Era tal la magnitud de aquel cuerpo que no parecía un ser vivo. Una contradicción entre las categorías más elementales. Grisáceo. Imponente. Quieto, en los espasmos de la muerte. El ojo, diminuto en el medio de la piel ajada, denunciaba la existencia, un metabolismo exiguo, aunque no fuera más que mientras tanto. Existía detenido en algo que no estaba ahí, y el misterio lo merodeaba, ese tránsito incómodo de un lugar palpable hacia otro en el que las cosas se extinguen por completo. Profundo, un corte en el costado exponía el interior rojo, de un tono tan claro y vivaz que daba pena que la muerte estuviera ya tan cerca. Quizás fuera esa la razón del colapso. O no. Demasiada carne para enterrar, habría pensado ella, acostumbrada a los asuntos prácticos de la existencia, al verlo desde la ventana. No se le ocurrió eso. Buscaba distraerse, pero lo terminaba mirando, una y otra vez. El horror iba de la mano de una fascinación mórbida. Horas. O, quién sabe, días. Ni del todo vivo, tampoco muerto. Por completo a la espera del momento único en que se le desprendiera la vida como un estorbo y pudieran sacarlo del frente de la casa, donde se había depositado para morir. Si era consciente del tránsito en el que su organismo entero estaba embarcado, imposible saberlo. Eso la desvelaba.

El bebé jugaba adentro.
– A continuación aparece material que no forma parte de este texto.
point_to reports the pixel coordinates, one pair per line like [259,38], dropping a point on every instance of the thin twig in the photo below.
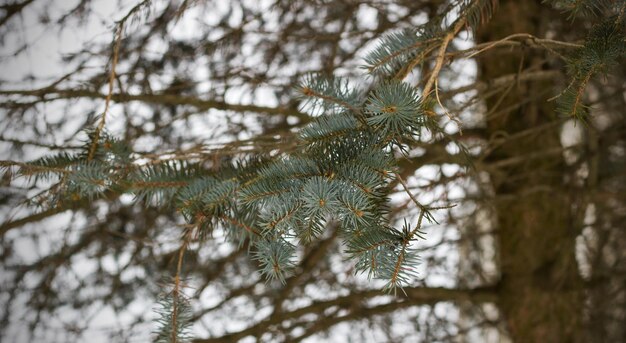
[107,101]
[441,55]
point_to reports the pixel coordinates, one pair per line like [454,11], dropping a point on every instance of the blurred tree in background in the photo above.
[267,170]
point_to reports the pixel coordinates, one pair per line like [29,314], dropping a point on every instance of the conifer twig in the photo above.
[107,101]
[441,55]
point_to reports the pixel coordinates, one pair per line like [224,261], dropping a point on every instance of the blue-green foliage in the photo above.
[276,258]
[396,49]
[174,322]
[603,48]
[585,8]
[394,109]
[338,175]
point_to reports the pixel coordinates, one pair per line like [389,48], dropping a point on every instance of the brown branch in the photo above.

Ni el sol claro ni la temperatura agradable del otoño eran suficientes para dejarlo salir a la arena, en el exterior, donde seguramente su curiosidad lo iba a adherir a aquel ser moribundo. Ella no sabía, ni quería imaginar, de lo que era capaz un cuerpo de esas dimensiones, a pesar de agonizante. Aplastar. Golpear. Devorar, quién sabe. Algo tan simple como el encuentro entre las dos pieles, lo áspero y la suavidad infinita, le daba pavor. La casa era de materiales sólidos, ideada contra las tempestades, y los protegía, a ella y a su cría. Sentado en una alfombra, el niño giraba. Apoyaba la rodilla robusta en el piso y trataba sin éxito de levantarse. Pero daba vueltas, y eso parecía darle gracia, hasta caer exhausto. A contraluz, los rayos de sol le atravesaban el cráneo y los rebordes surgían anaranjados. Soberano inconsciente, no se daba cuenta de que la madre lo examinaba con tanta atención que lo sabía de memoria, como nunca se sabe nada de lo propio. Después empezaba otra vez el movimiento. De la rodilla o del brazo descubierto en plena euforia.

Las gaviotas y los buitres estaban cerca. Lo sabía por los graznidos que entraron por las ventanas que la mujer misma había dejado abiertas. Observó al bebé llevarse el pulgar del pie a la boca. Casi bizco por el esfuerzo. No intervino. El niño mordió sin dientes y puso cara de perplejo. Enseguida, la madre volvió a la ventana, con la idea absurda de que el cuerpo no estuviera más bloqueándole la salida de la casa hacia el mar, que se hubiera ido nadando, si es que alguna vez había nadado, o caminando, o explotado súbitamente, aunque después le tocara limpiar los pedazos de tripas contra los vidrios. Algo tendría que pasar. Ella quería ser testigo de ese instante tan mágico y brutal.